Con una buona performance di squadra la Liquigas-Cannondale chiude il con il sorriso anche secondo giorno di media montagna e aggiunge un nuovo tassello alla sua corsa per la maglia rosa. Nella ottava tappa, da Sulmona a Lago Laceno di 229 km, la formazione guidata dai DS Zanatta e Volpi, ha dettato con Szmyd e Capecchi tempi e velocità sull’ultima ascesa in favore del capitano Ivan Basso e di Damiano Caruso. Il siciliano, grazie al costante forcing dei compagni, è riuscito a staccare Stetina e conquistare la maglia bianca di miglior giovane. Vincitore di giornata è stato Pozzovivo.



«Abbiamo interpretato la tappa come volevamo – ha spiegato Basso - su un terreno più esigente rispetto a quello di ieri ma pur sempre breve per provare un qualsiasi tipo di allungo o attacco. I miei compagni sono stati bravissimi a tenere l´andatura forte, utile per evitare allunghi pericolosi, per "appesantire" le gambe degli avversari e infine per favorire il nostro giovane Damiano Caruso e portarlo in maglia bianca. Gli faccio i miei perché è un ragazzo con grandi prospettive. Unico neo di giornata, se proprio, l´abbuono di Rodriguez.
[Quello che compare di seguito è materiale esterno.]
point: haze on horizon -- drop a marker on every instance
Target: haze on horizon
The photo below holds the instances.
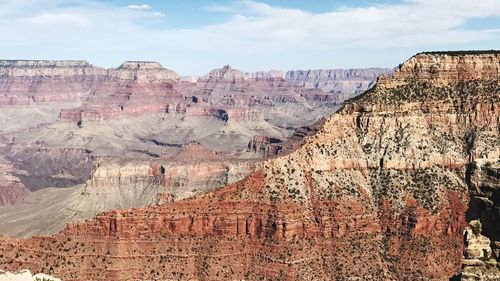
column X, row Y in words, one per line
column 196, row 36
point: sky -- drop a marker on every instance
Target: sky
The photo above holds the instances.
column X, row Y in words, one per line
column 194, row 36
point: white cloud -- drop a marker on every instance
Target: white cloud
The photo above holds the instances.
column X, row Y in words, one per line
column 140, row 7
column 62, row 18
column 255, row 34
column 158, row 14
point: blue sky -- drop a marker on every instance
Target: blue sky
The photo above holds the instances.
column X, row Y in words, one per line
column 195, row 36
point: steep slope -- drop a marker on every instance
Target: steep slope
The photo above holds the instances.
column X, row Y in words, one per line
column 380, row 193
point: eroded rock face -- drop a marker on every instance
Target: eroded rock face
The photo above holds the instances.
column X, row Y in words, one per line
column 25, row 275
column 12, row 190
column 479, row 264
column 348, row 82
column 377, row 194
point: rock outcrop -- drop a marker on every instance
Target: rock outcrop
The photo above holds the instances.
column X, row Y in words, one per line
column 25, row 275
column 479, row 263
column 380, row 193
column 348, row 82
column 12, row 190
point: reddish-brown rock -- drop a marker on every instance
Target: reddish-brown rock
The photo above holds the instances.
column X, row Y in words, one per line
column 379, row 193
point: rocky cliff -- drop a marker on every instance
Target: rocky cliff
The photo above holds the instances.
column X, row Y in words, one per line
column 12, row 190
column 347, row 82
column 380, row 193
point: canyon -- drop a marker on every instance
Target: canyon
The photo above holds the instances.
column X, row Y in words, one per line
column 383, row 189
column 77, row 140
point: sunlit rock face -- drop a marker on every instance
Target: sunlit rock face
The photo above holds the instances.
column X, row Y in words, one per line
column 380, row 192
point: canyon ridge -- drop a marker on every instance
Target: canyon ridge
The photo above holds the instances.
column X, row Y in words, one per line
column 400, row 183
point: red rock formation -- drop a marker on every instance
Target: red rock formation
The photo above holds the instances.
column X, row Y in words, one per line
column 11, row 188
column 379, row 193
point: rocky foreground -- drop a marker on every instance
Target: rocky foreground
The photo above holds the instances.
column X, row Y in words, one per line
column 382, row 192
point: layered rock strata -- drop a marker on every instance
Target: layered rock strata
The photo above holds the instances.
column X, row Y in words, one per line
column 380, row 192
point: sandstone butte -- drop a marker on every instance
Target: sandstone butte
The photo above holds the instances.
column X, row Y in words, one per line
column 379, row 193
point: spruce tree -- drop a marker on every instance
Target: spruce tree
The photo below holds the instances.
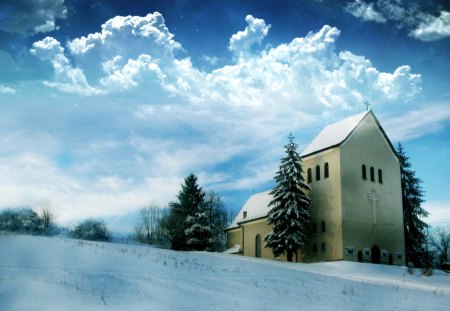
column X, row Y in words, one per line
column 412, row 198
column 289, row 215
column 190, row 198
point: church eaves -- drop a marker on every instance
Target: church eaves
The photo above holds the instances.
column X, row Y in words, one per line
column 334, row 134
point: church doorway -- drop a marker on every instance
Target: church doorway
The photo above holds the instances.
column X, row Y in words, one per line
column 376, row 254
column 258, row 246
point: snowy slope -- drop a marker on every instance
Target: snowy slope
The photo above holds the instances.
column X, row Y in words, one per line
column 39, row 273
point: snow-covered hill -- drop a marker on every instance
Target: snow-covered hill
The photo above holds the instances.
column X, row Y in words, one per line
column 39, row 273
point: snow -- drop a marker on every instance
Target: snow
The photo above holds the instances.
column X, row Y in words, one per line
column 38, row 273
column 256, row 206
column 334, row 134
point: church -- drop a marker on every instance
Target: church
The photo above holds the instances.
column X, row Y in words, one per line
column 354, row 174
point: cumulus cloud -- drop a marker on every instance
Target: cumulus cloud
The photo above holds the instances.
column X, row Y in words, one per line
column 433, row 28
column 67, row 78
column 423, row 26
column 7, row 90
column 31, row 16
column 365, row 11
column 242, row 41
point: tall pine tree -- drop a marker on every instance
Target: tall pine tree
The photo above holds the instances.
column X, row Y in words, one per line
column 190, row 199
column 412, row 198
column 289, row 215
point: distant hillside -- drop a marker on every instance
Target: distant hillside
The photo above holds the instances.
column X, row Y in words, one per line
column 38, row 273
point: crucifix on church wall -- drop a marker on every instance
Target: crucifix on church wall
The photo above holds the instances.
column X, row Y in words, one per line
column 374, row 197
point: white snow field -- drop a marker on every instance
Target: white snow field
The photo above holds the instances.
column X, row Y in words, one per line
column 38, row 273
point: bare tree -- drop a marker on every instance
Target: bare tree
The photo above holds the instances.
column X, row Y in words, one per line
column 47, row 214
column 148, row 224
column 440, row 241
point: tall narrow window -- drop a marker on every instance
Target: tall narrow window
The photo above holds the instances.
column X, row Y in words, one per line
column 258, row 246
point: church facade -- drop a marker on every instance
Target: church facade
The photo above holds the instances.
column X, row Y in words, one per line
column 356, row 209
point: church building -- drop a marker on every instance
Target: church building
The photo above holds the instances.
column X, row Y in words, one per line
column 356, row 209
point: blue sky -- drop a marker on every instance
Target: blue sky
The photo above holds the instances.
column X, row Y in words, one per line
column 105, row 106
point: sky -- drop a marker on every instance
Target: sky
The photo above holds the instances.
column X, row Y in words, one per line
column 106, row 106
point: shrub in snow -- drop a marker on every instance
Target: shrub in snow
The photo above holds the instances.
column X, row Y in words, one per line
column 91, row 229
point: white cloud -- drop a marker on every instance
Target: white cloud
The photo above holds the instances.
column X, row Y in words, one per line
column 31, row 15
column 433, row 28
column 423, row 26
column 67, row 78
column 418, row 123
column 7, row 90
column 365, row 11
column 242, row 41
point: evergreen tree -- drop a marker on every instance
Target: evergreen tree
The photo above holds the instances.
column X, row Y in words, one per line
column 289, row 215
column 198, row 231
column 190, row 197
column 412, row 198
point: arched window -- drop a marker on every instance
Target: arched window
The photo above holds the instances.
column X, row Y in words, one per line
column 258, row 246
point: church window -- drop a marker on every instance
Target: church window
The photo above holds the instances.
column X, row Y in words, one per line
column 314, row 228
column 258, row 246
column 350, row 250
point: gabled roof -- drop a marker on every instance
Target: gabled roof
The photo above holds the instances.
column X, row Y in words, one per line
column 334, row 134
column 257, row 206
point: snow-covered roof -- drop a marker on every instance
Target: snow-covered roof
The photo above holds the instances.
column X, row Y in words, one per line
column 257, row 206
column 334, row 134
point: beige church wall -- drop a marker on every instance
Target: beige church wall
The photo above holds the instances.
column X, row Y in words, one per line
column 234, row 237
column 368, row 146
column 250, row 230
column 326, row 206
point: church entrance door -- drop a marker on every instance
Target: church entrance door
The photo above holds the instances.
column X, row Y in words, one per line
column 376, row 254
column 258, row 246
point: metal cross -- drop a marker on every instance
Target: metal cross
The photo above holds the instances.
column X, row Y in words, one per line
column 374, row 197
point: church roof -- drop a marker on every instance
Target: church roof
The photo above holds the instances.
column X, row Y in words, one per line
column 257, row 206
column 334, row 134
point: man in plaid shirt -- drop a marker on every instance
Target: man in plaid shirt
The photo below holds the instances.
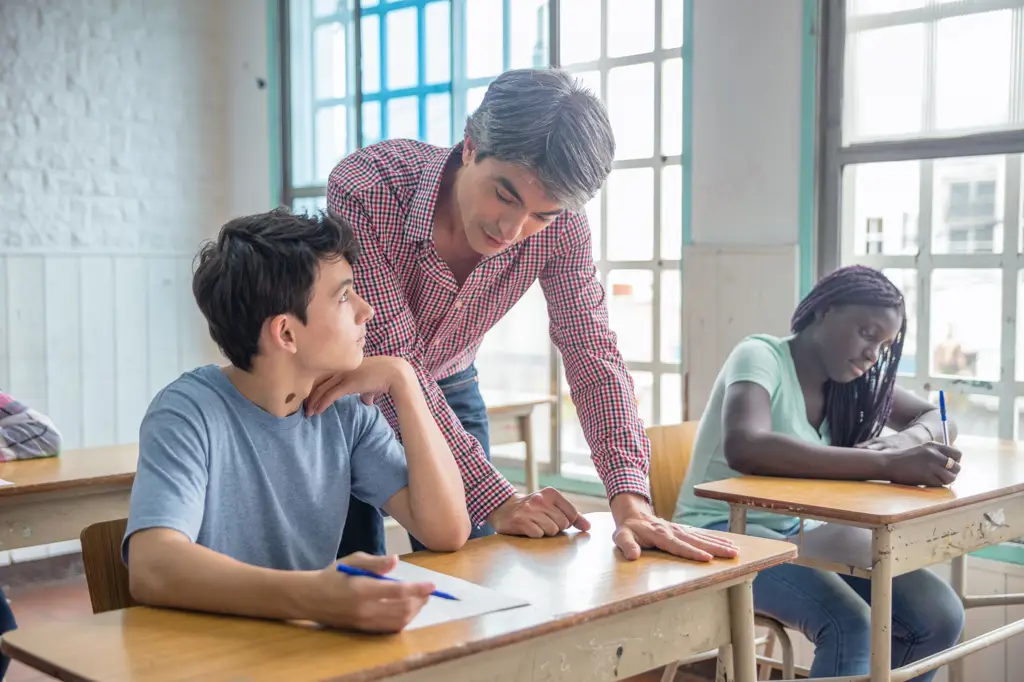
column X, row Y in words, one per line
column 452, row 239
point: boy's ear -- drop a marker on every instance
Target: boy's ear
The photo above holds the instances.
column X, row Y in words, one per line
column 280, row 333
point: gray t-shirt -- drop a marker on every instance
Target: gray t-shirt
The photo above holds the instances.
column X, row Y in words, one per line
column 266, row 491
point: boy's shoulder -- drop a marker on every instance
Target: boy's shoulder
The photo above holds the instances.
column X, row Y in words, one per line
column 194, row 393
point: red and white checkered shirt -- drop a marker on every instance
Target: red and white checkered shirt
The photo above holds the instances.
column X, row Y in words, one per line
column 387, row 192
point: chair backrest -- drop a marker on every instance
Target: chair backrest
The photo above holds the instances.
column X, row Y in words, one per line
column 671, row 446
column 104, row 571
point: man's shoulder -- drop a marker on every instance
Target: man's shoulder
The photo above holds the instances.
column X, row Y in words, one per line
column 393, row 163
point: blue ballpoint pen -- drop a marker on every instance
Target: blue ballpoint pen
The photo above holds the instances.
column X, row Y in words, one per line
column 352, row 570
column 942, row 414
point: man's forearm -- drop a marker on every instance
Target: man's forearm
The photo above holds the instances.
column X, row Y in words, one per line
column 437, row 497
column 182, row 574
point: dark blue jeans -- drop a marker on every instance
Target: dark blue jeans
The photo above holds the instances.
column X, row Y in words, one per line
column 6, row 625
column 364, row 525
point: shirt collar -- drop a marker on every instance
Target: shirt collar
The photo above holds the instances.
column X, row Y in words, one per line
column 419, row 221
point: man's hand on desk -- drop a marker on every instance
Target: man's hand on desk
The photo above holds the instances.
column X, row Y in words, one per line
column 637, row 527
column 544, row 513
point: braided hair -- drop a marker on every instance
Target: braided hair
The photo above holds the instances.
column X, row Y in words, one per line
column 857, row 411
Archivio comunque la tappa con serenità: le sensazioni sono buone, i miei compagni sono eccezionali e, passo dopo passo, cresciamo».



«Vestire la maglia bianca è una bellissima emozione – ha affermato Caruso –. Se giorni fa mi avessero chiesto di puntarci, avrei detto “magari”. Questa mattina invece sono partito convinto di potercela fare. I compagni che guidavano il gruppo sono stati l’aiuto più grande per fare la selezione e staccare Stetina. Fino a quando ci sarà possibilità di tenere la maglia lotterò, ma l’obiettivo rimane solo e sempre quello di aiutare Ivan: quando la squadra mi chiederà di lavorare per lui sarò in prima fila. Questa esperienza rimane comunque importantissima per me. Mi sento un corridore per corse a tappe e il mio obiettivo è crescere sempre in questa direzione. Oggi ho indossato la maglia bianca, un giorno sogno di indossare quella rosa».



La tappa di oggi non ha proposto cambiamenti tra i big, salvo gli 8” di abbuono guadagnati da Rodriguez. Hesjedal è sempre maglia rosa, Basso è salito al sesto posto (sempre 40” di ritardo) seguito da Caruso (+ 45”). Nella classifica dei giovani il siciliano ha un vantaggio di 8” su Uran e 25” su Henao.